NOTE: Once the agent completes the plan, review and hand it off to the agent, either by selecting the agent mode or using the "Start Implementation" hand off option.
[PROMPT] [Default Agent]
Create an issue in my repository to track the implementation work. Make it a checklist.
[PROMPT] [Default Agent]
Review the issue you just created and provide me an estimated timeline for implementing the cart feature
[PROMPT] [Default Agent]
Please implement the changes. Comment on the github issue as you complete each phase with an update. Do not commit the changed files into the repository.
[PROMPT] [Use accessibility-report custom-agent]
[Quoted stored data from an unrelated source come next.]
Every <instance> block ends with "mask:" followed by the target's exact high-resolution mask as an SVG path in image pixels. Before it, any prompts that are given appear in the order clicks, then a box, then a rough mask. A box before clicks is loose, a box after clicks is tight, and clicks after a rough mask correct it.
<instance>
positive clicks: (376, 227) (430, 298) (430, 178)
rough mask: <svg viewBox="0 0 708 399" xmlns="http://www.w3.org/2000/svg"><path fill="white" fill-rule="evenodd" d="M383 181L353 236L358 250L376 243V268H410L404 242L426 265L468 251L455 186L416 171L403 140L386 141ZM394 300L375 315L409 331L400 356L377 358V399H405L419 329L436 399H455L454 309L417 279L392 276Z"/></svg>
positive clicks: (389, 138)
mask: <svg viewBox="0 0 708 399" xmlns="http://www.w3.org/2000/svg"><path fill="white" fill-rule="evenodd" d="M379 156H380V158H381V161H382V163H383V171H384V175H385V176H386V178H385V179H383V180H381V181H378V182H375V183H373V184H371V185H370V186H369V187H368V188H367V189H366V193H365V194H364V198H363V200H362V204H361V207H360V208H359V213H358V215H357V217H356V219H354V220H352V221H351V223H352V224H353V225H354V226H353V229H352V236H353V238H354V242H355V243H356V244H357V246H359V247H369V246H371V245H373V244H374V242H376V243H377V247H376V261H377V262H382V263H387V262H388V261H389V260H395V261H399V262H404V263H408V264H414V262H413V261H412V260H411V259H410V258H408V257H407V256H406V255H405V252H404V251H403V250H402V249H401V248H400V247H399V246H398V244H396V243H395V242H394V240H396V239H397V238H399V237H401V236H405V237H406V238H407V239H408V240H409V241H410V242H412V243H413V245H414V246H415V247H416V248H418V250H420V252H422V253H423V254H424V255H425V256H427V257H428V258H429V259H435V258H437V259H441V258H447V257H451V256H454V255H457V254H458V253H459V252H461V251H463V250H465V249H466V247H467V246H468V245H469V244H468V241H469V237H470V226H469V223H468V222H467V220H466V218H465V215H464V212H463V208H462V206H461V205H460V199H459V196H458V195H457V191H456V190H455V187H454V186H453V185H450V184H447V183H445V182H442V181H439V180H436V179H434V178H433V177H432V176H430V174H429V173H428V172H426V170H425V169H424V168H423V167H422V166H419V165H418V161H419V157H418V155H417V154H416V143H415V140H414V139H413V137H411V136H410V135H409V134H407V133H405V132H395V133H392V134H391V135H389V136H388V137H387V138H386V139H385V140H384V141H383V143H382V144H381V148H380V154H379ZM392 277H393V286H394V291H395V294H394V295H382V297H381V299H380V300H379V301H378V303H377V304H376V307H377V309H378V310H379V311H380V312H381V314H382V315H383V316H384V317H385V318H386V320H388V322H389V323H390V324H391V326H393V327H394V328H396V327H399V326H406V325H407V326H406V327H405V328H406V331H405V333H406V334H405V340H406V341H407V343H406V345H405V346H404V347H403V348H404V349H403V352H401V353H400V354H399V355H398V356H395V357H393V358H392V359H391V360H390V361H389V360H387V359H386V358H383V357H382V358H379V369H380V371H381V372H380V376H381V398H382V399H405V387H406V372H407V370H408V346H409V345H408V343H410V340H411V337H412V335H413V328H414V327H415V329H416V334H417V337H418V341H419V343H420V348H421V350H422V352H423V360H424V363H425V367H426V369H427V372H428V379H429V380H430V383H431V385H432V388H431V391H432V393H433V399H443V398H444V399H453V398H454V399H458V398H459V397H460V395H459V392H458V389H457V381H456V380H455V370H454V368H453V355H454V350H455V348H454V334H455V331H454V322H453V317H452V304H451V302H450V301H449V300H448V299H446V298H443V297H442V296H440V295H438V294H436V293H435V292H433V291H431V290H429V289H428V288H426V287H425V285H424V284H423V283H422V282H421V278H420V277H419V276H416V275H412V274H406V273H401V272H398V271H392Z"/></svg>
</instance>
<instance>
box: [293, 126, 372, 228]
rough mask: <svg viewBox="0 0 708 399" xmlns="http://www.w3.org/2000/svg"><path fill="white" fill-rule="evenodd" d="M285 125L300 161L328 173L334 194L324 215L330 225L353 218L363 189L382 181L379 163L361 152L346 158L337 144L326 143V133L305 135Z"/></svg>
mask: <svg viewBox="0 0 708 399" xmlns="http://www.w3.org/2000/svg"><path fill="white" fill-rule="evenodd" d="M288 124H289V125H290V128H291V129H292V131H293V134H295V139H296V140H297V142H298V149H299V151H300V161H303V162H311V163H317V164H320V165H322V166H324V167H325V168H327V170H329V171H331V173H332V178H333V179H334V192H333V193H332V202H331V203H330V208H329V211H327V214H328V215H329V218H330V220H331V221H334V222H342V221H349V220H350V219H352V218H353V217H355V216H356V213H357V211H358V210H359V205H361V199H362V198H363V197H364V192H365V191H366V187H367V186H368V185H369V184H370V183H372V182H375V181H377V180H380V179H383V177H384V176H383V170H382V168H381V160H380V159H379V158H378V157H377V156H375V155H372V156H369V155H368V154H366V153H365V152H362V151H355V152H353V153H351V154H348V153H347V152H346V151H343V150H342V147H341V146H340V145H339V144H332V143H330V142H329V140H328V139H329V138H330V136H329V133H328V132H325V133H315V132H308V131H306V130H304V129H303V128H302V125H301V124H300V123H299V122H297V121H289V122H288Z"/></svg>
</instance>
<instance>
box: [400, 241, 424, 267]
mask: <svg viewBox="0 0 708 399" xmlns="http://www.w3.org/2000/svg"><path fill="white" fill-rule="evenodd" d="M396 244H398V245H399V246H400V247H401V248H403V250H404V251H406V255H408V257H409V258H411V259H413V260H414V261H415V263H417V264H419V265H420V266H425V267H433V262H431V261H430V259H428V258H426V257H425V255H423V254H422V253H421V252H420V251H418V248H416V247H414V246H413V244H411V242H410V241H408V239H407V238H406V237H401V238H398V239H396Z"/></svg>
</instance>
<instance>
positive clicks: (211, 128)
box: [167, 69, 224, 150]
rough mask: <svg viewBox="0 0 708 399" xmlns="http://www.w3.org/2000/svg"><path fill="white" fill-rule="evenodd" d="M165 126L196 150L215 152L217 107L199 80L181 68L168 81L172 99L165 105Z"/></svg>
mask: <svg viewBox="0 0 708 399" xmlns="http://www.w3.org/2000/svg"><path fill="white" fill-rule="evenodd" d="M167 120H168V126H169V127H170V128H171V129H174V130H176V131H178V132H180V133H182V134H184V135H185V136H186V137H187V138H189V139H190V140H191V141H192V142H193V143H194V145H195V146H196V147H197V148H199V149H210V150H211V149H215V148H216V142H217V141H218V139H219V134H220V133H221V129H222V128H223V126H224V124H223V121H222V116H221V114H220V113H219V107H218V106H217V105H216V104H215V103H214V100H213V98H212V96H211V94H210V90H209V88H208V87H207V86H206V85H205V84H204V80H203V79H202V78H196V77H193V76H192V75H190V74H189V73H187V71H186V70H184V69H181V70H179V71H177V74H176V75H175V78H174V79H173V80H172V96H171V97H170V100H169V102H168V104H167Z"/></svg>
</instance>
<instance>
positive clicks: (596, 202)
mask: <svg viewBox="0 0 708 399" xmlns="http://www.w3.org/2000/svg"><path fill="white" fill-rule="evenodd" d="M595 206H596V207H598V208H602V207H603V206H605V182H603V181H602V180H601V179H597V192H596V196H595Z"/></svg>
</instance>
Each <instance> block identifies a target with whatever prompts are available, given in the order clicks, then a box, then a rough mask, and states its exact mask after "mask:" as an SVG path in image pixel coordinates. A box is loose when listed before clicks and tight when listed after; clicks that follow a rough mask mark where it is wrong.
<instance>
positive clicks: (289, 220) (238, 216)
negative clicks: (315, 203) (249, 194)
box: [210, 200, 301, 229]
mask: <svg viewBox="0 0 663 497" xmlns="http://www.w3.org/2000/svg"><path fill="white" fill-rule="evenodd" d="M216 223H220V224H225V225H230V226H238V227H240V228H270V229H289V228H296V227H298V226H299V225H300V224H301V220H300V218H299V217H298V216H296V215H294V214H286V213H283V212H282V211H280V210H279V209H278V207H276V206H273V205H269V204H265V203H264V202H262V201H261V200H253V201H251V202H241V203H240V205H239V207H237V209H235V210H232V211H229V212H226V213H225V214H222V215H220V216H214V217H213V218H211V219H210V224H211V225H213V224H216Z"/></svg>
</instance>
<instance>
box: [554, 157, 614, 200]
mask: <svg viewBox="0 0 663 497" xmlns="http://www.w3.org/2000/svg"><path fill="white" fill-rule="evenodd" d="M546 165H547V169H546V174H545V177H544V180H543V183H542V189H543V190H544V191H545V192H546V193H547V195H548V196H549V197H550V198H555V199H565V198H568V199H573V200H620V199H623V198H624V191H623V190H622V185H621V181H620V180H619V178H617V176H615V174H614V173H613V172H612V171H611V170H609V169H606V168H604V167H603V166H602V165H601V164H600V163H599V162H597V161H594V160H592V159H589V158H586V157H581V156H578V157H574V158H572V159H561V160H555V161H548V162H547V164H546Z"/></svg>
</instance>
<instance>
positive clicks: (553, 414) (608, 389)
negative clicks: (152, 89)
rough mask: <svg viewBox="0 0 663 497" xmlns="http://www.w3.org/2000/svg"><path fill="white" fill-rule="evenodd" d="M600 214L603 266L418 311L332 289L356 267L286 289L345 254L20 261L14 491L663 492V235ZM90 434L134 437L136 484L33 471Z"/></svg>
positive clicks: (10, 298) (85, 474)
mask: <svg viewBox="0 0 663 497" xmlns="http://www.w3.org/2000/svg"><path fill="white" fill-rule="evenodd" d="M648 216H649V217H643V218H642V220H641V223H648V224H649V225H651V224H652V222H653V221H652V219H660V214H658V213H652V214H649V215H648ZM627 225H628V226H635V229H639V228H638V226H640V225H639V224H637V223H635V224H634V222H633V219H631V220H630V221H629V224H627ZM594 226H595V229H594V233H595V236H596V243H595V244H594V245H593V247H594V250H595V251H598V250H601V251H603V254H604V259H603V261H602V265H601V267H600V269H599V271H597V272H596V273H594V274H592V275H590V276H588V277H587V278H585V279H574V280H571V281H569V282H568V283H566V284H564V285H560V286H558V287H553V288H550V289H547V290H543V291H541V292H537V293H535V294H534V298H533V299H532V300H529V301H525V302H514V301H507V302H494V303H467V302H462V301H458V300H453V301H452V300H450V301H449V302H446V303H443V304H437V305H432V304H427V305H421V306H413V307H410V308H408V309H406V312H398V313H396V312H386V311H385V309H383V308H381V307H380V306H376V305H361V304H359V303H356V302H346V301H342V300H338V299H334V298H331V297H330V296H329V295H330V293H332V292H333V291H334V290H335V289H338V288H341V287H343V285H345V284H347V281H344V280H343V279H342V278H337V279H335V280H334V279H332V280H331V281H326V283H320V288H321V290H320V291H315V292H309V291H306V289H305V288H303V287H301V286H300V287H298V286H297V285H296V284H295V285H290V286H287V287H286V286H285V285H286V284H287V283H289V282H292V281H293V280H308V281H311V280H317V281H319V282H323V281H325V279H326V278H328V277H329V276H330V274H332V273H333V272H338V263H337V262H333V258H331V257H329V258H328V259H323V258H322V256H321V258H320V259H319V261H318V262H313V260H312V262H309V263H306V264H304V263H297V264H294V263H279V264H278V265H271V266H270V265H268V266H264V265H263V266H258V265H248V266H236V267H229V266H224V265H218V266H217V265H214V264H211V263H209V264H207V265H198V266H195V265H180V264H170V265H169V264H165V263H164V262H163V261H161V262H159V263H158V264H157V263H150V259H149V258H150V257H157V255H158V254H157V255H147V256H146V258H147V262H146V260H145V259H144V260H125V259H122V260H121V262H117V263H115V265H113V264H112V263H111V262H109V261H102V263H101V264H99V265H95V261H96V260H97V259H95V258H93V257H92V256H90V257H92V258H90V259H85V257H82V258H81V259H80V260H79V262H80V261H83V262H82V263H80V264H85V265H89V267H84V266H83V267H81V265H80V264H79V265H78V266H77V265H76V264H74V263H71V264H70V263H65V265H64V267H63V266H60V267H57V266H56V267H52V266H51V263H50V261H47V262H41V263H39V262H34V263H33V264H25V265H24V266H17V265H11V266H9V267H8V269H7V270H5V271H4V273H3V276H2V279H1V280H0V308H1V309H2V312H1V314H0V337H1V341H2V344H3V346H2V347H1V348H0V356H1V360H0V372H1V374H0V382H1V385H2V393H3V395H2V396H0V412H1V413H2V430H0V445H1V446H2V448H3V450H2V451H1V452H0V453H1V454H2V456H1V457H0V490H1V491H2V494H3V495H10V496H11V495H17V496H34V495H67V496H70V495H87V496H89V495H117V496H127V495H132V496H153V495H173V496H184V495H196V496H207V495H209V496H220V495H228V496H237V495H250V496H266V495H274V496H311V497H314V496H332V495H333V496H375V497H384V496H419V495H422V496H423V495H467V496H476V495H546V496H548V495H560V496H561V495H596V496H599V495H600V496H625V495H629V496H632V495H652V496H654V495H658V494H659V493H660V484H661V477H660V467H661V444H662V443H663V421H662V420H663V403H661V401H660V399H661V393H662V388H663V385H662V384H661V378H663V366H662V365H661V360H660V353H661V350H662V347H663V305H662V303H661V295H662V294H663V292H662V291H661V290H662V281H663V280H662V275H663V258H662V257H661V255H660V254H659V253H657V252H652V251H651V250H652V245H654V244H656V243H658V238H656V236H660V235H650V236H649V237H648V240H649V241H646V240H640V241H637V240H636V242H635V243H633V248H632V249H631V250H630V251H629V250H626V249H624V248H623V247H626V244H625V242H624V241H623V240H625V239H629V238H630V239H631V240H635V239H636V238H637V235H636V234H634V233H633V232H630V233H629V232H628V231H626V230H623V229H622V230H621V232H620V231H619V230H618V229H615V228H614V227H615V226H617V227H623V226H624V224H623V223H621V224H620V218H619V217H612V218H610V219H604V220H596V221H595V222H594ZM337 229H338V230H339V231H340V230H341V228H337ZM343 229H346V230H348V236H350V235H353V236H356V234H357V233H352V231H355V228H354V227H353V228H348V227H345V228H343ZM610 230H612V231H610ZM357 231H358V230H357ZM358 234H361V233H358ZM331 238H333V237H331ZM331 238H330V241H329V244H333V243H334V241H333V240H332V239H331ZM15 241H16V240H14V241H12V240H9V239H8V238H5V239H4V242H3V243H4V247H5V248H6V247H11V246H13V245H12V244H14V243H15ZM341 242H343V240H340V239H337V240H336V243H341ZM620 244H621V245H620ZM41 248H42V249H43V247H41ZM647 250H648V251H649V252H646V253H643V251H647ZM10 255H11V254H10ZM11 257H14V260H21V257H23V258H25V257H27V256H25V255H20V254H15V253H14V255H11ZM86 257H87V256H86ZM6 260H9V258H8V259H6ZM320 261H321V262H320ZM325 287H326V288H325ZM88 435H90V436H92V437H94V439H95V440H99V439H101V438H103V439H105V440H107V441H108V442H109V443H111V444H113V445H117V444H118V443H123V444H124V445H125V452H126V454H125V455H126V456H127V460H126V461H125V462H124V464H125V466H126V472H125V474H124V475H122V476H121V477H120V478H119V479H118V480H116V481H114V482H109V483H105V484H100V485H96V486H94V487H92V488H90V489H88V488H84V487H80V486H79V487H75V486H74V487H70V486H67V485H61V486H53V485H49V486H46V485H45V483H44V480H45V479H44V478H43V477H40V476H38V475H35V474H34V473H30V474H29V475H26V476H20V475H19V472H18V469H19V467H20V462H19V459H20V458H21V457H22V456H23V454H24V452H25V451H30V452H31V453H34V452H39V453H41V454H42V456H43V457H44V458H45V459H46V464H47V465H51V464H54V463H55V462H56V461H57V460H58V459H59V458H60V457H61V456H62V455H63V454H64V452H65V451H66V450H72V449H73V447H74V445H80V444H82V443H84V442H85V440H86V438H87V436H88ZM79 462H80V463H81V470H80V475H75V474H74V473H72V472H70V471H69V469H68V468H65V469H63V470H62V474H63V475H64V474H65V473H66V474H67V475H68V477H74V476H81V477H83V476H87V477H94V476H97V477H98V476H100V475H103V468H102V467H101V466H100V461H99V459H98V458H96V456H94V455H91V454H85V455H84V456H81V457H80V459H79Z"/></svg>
Generate accessibility reports
NOTE: Take a look at the GitHub issue that the local agent created while it implements the cart functionality. Also, review the outputs of cloud agent and background agent
[PROMPT]
Provide suggestions for adding an API endpoint to enhance order visibility and tracking
NOTE: Based on the suggestions provided by the agent, pick an option (replace order statistics) and implement it
[PROMPT]
Implement the order statistics endpoint
View the new API endpoint implemented using Agentic skills
At this point, you should already have multiple agent session audit logs created by the Hooks definition. Use the steps below to navigate to the log files. If you don't see any logs, you can initiate a new agent session and wait for it to complete uninterruped so that the hooks can generate both start and stop session audit logs.
[How-it-Works]
- Hooks allow customization of agent behavior using the
.github/hooks/hooks.jsondefinition session-start-audit.shscript creates a baseline snapshot to track the branch and commit history before the agent session beingssession-stop-audit.shscript tracks the files modified/created by the agent, commits made, and session duration- The hook stores the session-start and session-stop logs under
.agent-audit/{sessionID}directory.
NOTE: Launch Copilot CLI in the standalone or VS Code terminal. The prompt leverages Azure MCP server to deploy the game to an Azure Web App so the Azure MCP server should be up and running before you execute the prompt.
[PROMPT]
Write a requirement.md for creating a Space-Invaders-style mini-game where the "invaders" are the shiny star objects and the cannon is a rocket. Your mission - blast back stars, survive the midnight rush, and trigger celebratory fireworks as you clear waves. Keep it lightweight, but creative, deploy it fast, and make it playable in a browser with a single Azure Web App to publish. Embed the model's name within the application, so I can proudly say the application was built using that model.
NOTE: This prompt creates a requirements.md file before building and deploying the game, so pay attention to the inputs and allow necessary tools for the agent to complete the task.